The Doofer Call: April 2009

Thursday, April 30, 2009

NMM, YQL, COBOAT, CODS

Jim O'Donnell organised a talk on Tuesday at the National Maritime Museum from Christian Heilmann of Yahoo! Mia wrote up her notes already and I've not got much to add, but it was a very enjoyable presentation, and when he reached the juicy bit about YQL and BOSS, both of which I'd left for another day's exploration, I learned a lot. Clearly there's a lot of potential there (especially now it's augmented by YQL Execute, announced yesterday), and it looks like it will let you do a bunch of things that Pipes can't do, or is a pain to do (the GUI is great and yet infuriating with Pipes). YQL gives a common API meta-interface (I guess that's the word) for loads of other APIs and for things with no API; it also handles all the crap with authentication, tokens etc; and it will act as the gatekeeper for your API so you don't get hammered by unreasonable numbers of requests.
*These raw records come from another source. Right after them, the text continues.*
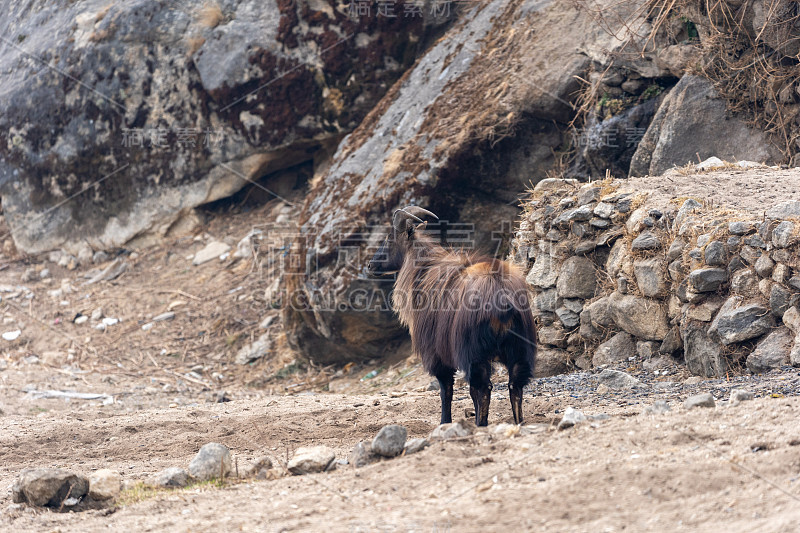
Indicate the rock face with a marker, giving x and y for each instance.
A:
(690, 295)
(429, 142)
(737, 324)
(617, 348)
(48, 487)
(199, 101)
(771, 352)
(692, 121)
(641, 317)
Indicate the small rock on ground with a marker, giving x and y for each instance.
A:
(212, 461)
(362, 455)
(259, 468)
(506, 430)
(172, 477)
(572, 417)
(416, 445)
(618, 380)
(739, 395)
(211, 251)
(390, 440)
(699, 400)
(659, 407)
(449, 431)
(105, 484)
(48, 487)
(308, 460)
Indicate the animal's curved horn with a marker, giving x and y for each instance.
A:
(419, 212)
(401, 217)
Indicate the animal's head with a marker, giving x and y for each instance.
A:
(390, 256)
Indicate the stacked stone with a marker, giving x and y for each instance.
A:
(613, 277)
As with similar tools/services (Pipes, Dapper, dbpedia, and various things nearer the surface like GMaps), YQL is clearly a blessing from both ends of the telescope: we get to use it for its intended purpose - to be "select * from Internet" is the grandiose ambition - knitting together data sources from Yahoo! and beyond; and we also get to offer our data in a developer-friendly way to encourage its reuse by creating OpenTables [note that these are purely a machine-friendly description of how to access data: no data is handed over as such]. Jim has already been busy creating Open Tables and experimenting with YQL.

Following the talk we headed for a pint (and one of themost jaw-dropping jokes I've heard, from Chris), and it was good to talk to Tristan from Cogapp. When I stopped raving incoherently about the marvel that is Solr (yes, still in love even as I gradually find out more about it), Tristan cleared up some questions for me about Cogapp's COBOAT app. They recently open-sourced this (as far as possible), in the context of the Museum Data Exchange project with OCLC (see Gunter Waibel's recent post), where it plays the role of connecting various collections management systems to an OAI Gateway-in-a-box, OAICatMuseum (well seems like it's only used with TMS in the project, but the point of COBOAT is that it just makes life easier for mapping one data structure to another, and another CollMS would slot in just fine).

For me, both COBOAT and OAICatMuseum are of interest for the role they could play in our the revamped Collections Online Delivery System* we'll build this year, resources allowing (in other words, don't hold your breath. Mission critical, yeah, but worth paying for? I await the answer with interest). Integrating and re-mapping data sources, an OAI gateway, and sophisticated and fast search are key requirements, as is a good clean API, and taking these two applications along with Solr I feel like I may have identified candidates for achieving all of these aims. We're a long way from a decision, of course, at least on the architecture as a whole, but I have some tasty stuff to investigate, and I'm already well down the track in my tests of Solr.

Thanks again to Jim for arranging the talk. He's got another great guest coming up, hopefully I can make it to that one too.

*I'm resigned to this thing being called CODS but still hoping for something less, well, shit

Sunday, April 26, 2009

macro-blogging about micro-blogging

am on Twitter at last learning to be brief. Not easy.

Saturday, April 25, 2009

Catching up with Europeana v1.0 [pt.2]

[see part 1 for stuff about what I did before the kick-off meeting]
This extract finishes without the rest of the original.